What might the consequences be? It’s hard to say. IGs monitor petty corruption in areas like rewarding of contracts, so maybe once Trump has his loyalists installed in those IG positions, they’ll turn a blind eye to that.

But come on. That’s small potatoes for Trump. He did this in his first week in office in the dead of Friday night without announcing it and without releasing names, so it seems clear that his people had been planning it for a long time. And it was done for a very specific reason. My guess is that it has something to do with the coming Project 2025–style purges of executive agencies. But that’s just a guess. Not being an evil genius myself, I have trouble keeping up with these people.

The Democrats, meanwhile, have been their usual wobbly selves during these early days of Trump 2.0, with their mealy-mouthed vows to work with the administration and their failure (most of them, not all of them) to understand the situation we’re in.

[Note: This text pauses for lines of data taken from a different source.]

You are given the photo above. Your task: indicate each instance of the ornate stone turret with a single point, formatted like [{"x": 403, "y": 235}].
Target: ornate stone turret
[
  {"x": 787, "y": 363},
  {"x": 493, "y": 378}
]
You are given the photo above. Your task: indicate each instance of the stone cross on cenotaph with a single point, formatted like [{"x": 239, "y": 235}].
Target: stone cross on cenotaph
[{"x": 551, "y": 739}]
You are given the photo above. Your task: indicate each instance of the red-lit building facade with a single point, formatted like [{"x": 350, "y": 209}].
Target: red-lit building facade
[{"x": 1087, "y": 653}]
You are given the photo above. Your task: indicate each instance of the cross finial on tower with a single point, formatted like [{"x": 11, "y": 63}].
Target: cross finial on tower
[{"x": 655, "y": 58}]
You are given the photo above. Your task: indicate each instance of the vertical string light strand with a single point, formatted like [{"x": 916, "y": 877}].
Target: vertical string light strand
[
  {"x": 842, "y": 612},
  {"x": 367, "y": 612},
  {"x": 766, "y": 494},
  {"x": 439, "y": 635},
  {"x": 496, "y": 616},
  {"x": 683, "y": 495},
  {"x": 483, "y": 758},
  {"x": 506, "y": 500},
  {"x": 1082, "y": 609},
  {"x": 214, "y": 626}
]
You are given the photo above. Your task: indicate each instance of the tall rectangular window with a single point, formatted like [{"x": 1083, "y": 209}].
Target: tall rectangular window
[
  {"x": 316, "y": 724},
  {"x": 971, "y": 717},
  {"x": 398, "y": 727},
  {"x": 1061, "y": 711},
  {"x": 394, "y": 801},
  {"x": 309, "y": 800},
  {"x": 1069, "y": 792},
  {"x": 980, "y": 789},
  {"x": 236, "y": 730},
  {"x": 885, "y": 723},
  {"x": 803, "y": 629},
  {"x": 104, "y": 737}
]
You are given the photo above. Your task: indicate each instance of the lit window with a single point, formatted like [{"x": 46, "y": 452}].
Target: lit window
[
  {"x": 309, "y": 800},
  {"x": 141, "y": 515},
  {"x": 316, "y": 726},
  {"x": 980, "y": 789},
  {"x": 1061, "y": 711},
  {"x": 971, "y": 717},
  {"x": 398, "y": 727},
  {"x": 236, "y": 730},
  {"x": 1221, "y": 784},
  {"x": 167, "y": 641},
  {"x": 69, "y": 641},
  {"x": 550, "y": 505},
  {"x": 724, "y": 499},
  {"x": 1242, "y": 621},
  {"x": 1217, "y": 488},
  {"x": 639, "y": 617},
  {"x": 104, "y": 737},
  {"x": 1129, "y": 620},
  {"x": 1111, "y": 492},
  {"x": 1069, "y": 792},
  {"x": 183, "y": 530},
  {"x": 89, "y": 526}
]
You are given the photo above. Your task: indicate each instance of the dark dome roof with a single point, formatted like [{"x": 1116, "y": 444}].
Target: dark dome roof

The situation is this. Trump takes up about 80 percent of the oxygen. His craven party and the right-wing media will applaud everything he does, legal or not, and invent some justification for it. The half of the country that voted for him will agree and approve. They assume, for example in the case of the inspectors general, that these people are corrupt deep-staters who are standing in Trump’s way, so good riddance, law schmaw.

They don’t need to be galvanized, in other words. As long as Trump’s getting his way, they’re in the game, and they’re content.

The half that voted against Trump, however, does need to be galvanized. Some are still hurting from the election. Others don’t want to engage. Many just feel there’s no hope.

Well, someone needs to step up and lead the fight—and pick issues that will galvanize anti-Trump America. I don’t know if this is one of them. Some will dismiss these firings as inside baseball. But I’m sorry, that’s such a passive, Democratic way to look at this. There’s always an excuse not to act, if not acting is what you want to do.

The president broke the law. Clearly and unambiguously. On his fifth day in office. In what democracy is that not an issue? I fear we know the answer.